Around that time China’s banking insiders were also beginning to whisper about the size of China’s shadow-banking system, and whether or not a complete collapse of China’s banks could be looming on the horizon.
For all the talk of the “China miracle”, it had become obvious in 2014 that the party was over.
In a terrifying case of “what could possibly go wrong”, China’s economic mandarins ordered China’s central bank to drop interest rates, and spew billions of dollars worth of liquidity into the economy. Making matters even scarier: The PBOC allowed China’s banks to leverage up, and decrease banking reserve ratios.
On the political front, China’s supreme leader, Xi Jinping pushed for intellectually bereft economic policies designed to keep the party going at all costs. The Shanghai Composite rose like a rocket, soaring 125% in under a year, while brokerages saw their margin loans explode 500% to a terrifying 2 trillion yuan.
Today’s China Ponzi
Today, China’s markets are a Ponzi scheme of historic proportions. If they collapse, the blast radius will engulf the world’s financial markets.
The Hong Kong stock exchange for example, has risen handsomely on the back of capital flooding in from the mainland. A collapse in Shanghai and Shenzen will have immediate implications for Hong Kong, and on world markets by proxy.
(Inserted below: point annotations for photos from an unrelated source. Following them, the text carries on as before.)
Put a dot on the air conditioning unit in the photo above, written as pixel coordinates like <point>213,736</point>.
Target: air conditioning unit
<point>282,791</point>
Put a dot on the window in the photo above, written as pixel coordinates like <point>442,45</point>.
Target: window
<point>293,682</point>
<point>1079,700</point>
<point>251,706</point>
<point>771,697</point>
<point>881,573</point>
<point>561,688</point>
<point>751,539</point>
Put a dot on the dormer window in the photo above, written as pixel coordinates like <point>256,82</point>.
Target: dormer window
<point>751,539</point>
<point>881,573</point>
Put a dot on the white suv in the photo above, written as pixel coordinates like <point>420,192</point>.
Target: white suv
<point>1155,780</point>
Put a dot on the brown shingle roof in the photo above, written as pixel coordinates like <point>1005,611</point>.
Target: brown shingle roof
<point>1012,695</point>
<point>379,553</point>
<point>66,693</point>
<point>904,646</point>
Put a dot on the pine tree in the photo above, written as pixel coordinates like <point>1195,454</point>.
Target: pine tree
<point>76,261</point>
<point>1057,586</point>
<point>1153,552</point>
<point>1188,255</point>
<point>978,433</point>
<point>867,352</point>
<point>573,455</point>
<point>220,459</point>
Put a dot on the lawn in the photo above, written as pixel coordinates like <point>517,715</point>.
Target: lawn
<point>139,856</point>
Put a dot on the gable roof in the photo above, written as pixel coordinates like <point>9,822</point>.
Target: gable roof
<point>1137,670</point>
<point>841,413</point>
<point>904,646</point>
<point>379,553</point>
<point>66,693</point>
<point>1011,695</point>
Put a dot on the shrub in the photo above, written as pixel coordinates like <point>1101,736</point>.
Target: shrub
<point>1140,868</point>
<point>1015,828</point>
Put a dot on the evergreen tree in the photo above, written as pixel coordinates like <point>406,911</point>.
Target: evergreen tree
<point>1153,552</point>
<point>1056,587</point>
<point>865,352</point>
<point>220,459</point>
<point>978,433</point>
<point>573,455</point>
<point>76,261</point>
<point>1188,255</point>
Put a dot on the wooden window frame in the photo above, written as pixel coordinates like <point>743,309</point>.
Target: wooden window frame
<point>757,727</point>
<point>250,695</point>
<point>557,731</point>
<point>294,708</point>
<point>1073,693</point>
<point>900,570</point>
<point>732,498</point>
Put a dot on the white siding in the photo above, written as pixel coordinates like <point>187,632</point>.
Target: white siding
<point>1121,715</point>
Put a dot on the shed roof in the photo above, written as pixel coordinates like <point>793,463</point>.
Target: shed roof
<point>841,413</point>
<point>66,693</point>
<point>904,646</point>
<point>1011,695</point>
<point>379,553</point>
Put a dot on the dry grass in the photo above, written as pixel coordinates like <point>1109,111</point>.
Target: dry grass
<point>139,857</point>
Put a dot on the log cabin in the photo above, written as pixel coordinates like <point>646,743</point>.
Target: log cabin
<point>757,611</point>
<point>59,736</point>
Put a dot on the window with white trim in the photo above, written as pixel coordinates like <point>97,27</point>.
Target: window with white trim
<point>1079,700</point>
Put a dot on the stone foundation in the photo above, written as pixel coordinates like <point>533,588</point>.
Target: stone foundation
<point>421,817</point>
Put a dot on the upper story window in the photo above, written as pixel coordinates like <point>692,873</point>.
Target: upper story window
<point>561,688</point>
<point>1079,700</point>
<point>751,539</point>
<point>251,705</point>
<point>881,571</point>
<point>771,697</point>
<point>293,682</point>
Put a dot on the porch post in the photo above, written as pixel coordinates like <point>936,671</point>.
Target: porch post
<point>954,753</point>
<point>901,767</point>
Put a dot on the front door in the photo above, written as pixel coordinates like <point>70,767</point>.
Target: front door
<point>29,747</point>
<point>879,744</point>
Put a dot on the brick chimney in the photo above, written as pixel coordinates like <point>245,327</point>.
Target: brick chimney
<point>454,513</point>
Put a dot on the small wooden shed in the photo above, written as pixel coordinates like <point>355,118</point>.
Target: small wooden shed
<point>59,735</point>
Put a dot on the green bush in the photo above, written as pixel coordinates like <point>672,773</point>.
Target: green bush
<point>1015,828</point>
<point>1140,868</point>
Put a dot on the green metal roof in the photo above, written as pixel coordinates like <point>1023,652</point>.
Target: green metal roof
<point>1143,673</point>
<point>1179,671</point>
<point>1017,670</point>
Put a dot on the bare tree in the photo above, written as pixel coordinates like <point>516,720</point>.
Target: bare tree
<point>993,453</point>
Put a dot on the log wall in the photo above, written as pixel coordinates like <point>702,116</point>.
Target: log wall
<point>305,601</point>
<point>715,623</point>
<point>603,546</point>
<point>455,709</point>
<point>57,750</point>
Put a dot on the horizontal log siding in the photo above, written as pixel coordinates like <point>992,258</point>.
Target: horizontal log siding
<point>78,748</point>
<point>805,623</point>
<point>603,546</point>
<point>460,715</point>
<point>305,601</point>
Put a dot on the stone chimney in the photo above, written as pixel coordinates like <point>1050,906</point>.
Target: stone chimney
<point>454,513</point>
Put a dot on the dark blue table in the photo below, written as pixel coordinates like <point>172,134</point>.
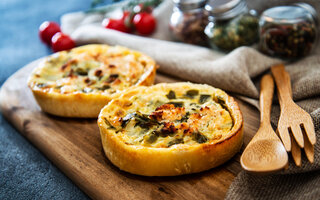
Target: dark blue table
<point>25,173</point>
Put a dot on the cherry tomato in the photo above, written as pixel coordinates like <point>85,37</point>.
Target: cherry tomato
<point>116,24</point>
<point>145,23</point>
<point>127,18</point>
<point>47,30</point>
<point>61,42</point>
<point>142,8</point>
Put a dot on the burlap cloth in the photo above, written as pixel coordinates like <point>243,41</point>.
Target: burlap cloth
<point>238,72</point>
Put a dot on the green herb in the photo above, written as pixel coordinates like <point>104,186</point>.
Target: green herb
<point>41,85</point>
<point>185,117</point>
<point>199,137</point>
<point>171,95</point>
<point>175,141</point>
<point>108,124</point>
<point>81,71</point>
<point>204,98</point>
<point>229,34</point>
<point>104,87</point>
<point>152,137</point>
<point>176,104</point>
<point>288,41</point>
<point>191,93</point>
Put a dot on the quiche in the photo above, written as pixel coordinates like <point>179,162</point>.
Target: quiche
<point>79,82</point>
<point>170,129</point>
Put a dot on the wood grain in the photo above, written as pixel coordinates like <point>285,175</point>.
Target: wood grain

Consider also, that millions of Chinese investors borrow against their home-equity to invest in the stock market. The irony here is that the stock bubble which Beijing manufactured to offset their collapsing real-estate bubble, could end up being the catalyst for the collapse of housing prices.
Perhaps scariest of all, is the great unknown of China’s unregulated shadow banking system, which has no oversight or margin requirements to speak of. Shadow banks have negligible capital reserves. Their non-existent regulatory requirements have allowed the sector to take on near suicidal levels of leverage, which in a rising market has powerfully distorted growth to the upside. Unfortunately for China’s shadow banks, that sword cuts both ways. As credit markets tighten, the risk of catastrophic losses becomes more probable.
As of today, there are no indications that this move has run out of steam to the downside. But we have little doubt that there are panicked plans being scrapped together in China’s halls of power at this very moment. Needless to say, they won’t work. If governments could simply decree economic success over the long term, we would all be speaking Latin.
Did the China bubble just pop? We think it’s highly possible. But we have no doubt that “emergency measures” will be attempted.
Global Risks
There are risks here too for global investors: Global emerging market funds are heavily weighted towards China. And China’s equity market implosion seems to have arrived at exactly the moment when US equity markets are overvalued and highly uncertain. Add the risk of a Greek exit to the global equation, and the larger picture of a global financial rout cannot be dismissed.
We would call China’s swooning markets a “black swan” event, but the truth is there are multiple black swans circling overhead: Greece alone has the ability to send the Eurozone into a tailspin. Back in the US, technology stocks are seriously overvalued and running on little more than promises. Meanwhile rest of the world seems to be making a habit of lowering GDP expectations with each successive quarter.
We have no doubt that Xi Jinping will push the PBOC to pull another miracle out it’s hat. But when we see leverage at these levels, combined with anemic oversight, there’s little doubt in our minds: A China implosion is coming. And it might be here already. This bears watching closely.